TA - Objective or Psychological Skill?

Discussion in 'Technical Analysis' started by cornix, Jun 11, 2013.

  1. This is an interesting debate on HFT. I have heard from many people in the industry that HFT has pretty much put the manual daytrader out of business.

    Yet, on the internet, that doesn't seem to hold true.

    Anyone ever find one of these internet people in real life and verify their success? Or is it a never ending chase like finding bigfoot?

    Maybe one day we'll find one... until then we'll just have to keep on squatchin' :cool:

    [​IMG]
     
    #281     Jun 25, 2013
  2. dom993

    dom993

    Public track-record on the RAPACapIntro website:
    http://rapacapintro.com/account/accounts?acc=CLAlwaysIn

    I know, it's only 3 months of live trading (since March-19), however those 3 months saw 170+ trades taken by the system, fully automated TA, no money management (no stop / no target / constant position size : 1 contract) ... $90 average net per trade per contract.

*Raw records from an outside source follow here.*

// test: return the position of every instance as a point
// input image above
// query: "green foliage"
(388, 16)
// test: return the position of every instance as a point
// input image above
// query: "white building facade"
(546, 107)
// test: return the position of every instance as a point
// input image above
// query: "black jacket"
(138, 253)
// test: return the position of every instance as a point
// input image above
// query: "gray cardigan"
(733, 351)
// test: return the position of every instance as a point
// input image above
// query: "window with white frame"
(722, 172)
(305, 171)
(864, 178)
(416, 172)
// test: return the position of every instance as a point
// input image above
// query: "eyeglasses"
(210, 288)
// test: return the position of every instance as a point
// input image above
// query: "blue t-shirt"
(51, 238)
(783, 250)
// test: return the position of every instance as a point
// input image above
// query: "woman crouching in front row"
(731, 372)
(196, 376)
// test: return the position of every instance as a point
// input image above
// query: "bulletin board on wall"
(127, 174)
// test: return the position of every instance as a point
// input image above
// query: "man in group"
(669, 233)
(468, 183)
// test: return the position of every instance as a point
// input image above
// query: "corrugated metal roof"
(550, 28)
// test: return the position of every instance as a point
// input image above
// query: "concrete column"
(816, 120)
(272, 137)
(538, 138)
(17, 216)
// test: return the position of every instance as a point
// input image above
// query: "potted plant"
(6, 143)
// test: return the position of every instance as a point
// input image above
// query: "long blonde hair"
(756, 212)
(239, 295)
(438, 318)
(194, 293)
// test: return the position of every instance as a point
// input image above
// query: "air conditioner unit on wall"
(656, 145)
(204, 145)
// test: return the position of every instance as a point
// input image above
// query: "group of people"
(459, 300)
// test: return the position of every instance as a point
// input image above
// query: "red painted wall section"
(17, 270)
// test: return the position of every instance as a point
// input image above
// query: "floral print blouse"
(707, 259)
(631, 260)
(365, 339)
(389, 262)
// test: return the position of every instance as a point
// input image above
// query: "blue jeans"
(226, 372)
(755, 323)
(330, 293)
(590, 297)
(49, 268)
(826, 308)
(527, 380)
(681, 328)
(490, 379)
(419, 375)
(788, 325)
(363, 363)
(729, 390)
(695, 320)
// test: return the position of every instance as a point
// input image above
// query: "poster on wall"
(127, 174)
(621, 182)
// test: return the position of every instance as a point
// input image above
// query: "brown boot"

    Objective TA can be successful.
     
    #282     Jun 25, 2013
  3. wrbtrader

    wrbtrader

    There are hundreds of different types of breakouts and hundreds of different ways to trade them.

    Anybody that say they've tested them all and none of them work without coughing up test results, without any definitions, without any chart examples of what they've tested...take what they say with a grain of salt.

    Here's interesting observation about breakouts.

    Marketsurfer's, trading pal Timothy Sykes loves to trade breakouts and surf is on record in saying the guy is a profitable trader along with showing verification of such. Therefore, I will assume surf hasn't tested Sykes breakout method. Also, Thomas Bulkowski and Linda Raschke trades and maintain interesting stats on other types of breakouts.

    That observation tells me he hasn't tested all breakouts.

    Good breakout traders are also good at fading breakouts.
     
    #283     Jun 25, 2013
  4. LOL about JH. I have the guy on ignore so I don't go crazy reading his rants.

    Thanks for the very interesting article! This is why I read elite trader-- there is always excellent insights and information that I would have never seen on my own. Peace, surf:)
     
    #284     Jun 25, 2013
  5. jem

    jem

    that seems like a claim by someone selling books not someone looking for an edge.


    markets are not always fractal... how many people looking for edges find their edge in every time frame? I would bet very few.

    that seems like a claim by someone selling books not someone looking for an edge.



     
    #285     Jun 25, 2013
  6. #286     Jun 25, 2013
  7. jem

    jem

    I am now confused by your argument.

    are you saying the fed is correct (because surely you will not argue with the paper I cited since it used statistics) support and resistance are real but it is now more difficult to trade profitably because of HFT.

    If that is really what you are saying, I would tend to agree.

    Its why I no longer trading for a living but can still make winning trades when I take the time to sit down and watch the market.


     
    #287     Jun 25, 2013
  8. NoDoji

    NoDoji

    I believe HFT definitely hurts the retail investor.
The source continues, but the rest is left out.